- “The President... notes ...the lack of proper demand forecasting and planning, leading to irreconcilable projections as against demand,” the statement said.
More than half of Kenya Power’s domestic customers are set to miss out on President Uhuru Kenyatta’s Christmas gift of lower electricity prices.
The President issued a directive on Wednesday requiring the Ministry of Energy to reduce power tariffs by 33 percent to an average of Sh16 per kilowatt hour (kWh) from the current Sh24 a unit.
The cut to Sh16 a unit is set to benefit domestic consumers who use more than 100 kWh per month and do not enjoy the State subsidy.
Nearly four million of Kenya Power domestic customers, who consume less than 100 units monthly, pay an average of Sh16 per kWh.
This means that the planned 33 percent cut in electricity prices will benefit homes that consume more than 100 units monthly, mainly middle class homes plugged to gadgets like cookers, water heaters and fridges, who on average pay the Sh24 a unit.
Under the current billing structure, homes in rural Kenya and low-income urban neighbourhoods, which consume less than 100 kWh monthly, enjoy a subsidy of Sh5.72 per unit.
The 33 percent cut implies that all homes will enjoy the subsidy irrespective of their monthly consumption levels.
A State House statement, announcing the handing in of the report of a taskforce appointed to review power purchase agreements, promised that the lower tariff will be implemented before end of December.
“The President has also examined and welcomed the recommendations of the Taskforce that establish a path towards the reduction of the cost of electricity by over 33 percent within four months,” said the statement.
“This cost reduction will be achieved through the reduction of the consumer tariffs from an average of Sh24 per kilowatt hour to Sh16 per kilowatt hour which is about two thirds of the current tariff.”
The bottom-end segment accounts for 55 percent of Kenya Power’s total customer base of 7.6 million.
Millions of homes have recently been hooked to the power grid under a government subsidy meant to speed up electrification. This has increased Kenya Power’s customer base from about two million in 2013.
Most are, however, in remote areas and slums with low consumption levels since their electricity use is limited to lighting and charging phones, and powering small electronic appliances.
President Kenyatta also ordered the cancellation of all ongoing and incomplete power purchase agreements being negotiated with the State distributor Kenya Power.
The announcement came in a day when the head of State also replaced Charles Keter with Monica Juma as Cabinet Secretary for Energy.
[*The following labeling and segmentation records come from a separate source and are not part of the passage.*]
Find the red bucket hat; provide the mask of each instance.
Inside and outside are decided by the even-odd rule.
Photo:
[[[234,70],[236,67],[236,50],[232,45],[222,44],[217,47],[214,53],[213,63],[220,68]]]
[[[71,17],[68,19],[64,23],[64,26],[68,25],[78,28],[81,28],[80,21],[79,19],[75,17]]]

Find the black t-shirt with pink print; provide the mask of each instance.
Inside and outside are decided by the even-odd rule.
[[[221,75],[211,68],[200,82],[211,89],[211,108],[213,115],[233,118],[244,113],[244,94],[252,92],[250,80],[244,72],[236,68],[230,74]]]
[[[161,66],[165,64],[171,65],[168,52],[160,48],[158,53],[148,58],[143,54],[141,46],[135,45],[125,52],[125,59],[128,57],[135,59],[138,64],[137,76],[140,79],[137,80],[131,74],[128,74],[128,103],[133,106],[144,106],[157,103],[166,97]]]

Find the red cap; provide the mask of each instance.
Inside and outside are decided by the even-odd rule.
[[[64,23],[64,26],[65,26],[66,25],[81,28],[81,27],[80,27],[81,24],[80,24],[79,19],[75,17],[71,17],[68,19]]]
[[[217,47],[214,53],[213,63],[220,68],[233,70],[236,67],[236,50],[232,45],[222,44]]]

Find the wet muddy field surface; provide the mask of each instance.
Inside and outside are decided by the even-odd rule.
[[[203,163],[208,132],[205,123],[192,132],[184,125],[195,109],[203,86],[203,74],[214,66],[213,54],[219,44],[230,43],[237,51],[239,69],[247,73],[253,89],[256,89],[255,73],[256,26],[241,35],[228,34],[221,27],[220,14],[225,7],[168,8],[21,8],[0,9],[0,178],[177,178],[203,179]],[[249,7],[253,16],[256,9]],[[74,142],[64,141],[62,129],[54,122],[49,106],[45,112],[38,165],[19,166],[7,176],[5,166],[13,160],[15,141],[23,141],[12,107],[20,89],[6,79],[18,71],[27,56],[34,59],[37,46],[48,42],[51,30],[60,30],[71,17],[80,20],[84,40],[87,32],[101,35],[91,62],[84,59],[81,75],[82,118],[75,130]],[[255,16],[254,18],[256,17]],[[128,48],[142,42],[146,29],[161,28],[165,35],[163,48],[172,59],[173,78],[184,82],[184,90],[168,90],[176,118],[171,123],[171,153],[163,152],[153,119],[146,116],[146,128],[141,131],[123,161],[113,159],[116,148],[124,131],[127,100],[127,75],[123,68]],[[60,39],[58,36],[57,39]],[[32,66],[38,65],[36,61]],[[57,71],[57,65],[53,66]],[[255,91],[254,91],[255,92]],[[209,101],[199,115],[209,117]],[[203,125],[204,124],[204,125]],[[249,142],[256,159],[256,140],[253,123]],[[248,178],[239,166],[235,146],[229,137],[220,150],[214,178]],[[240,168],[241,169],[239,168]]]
Dr Juma has been in charge of the Defence docket.
President Kenyatta set up the taskforce to review the power purchase agreements in March.
“The taskforce recommendations include: cancellation with immediate effect of all unconcluded negotiations of Power Purchase Agreements,” the State House statement said.
State House said that future power purchase agreements with the government will have to be in line with its Least Cost Power Development Plan, which emphasises the use of renewable energy sources.
Consumers often complain of steep bills, partially due to idle capacity charges that compensate power generators for what is generated but never used.
Under a typical power purchase agreement, a power producer gets paid for any electricity produced, even if it is impossible for Kenya Power to sell it to consumers because of reasons including excess production.
State House said the taskforce found that there was a huge disparity between the tariffs charged by main power producer KenGen and independent power producers.
KenGen’s prices were much lower than those of the independent power producers. Kenya Power buys most of its electricity from State-controlled KenGen.
“The President… notes …the lack of proper demand forecasting and planning, leading to irreconcilable projections as against demand,” the statement said.
Kenya Power fell to a pretax loss of Sh7.04 billion for its financial year to the end of June 2020.
Out of the Sh87.5 billion cost of sales incurred during the period, Sh47.5 billion, or 54 percent, was paid to power producers as capacity charges, officials said.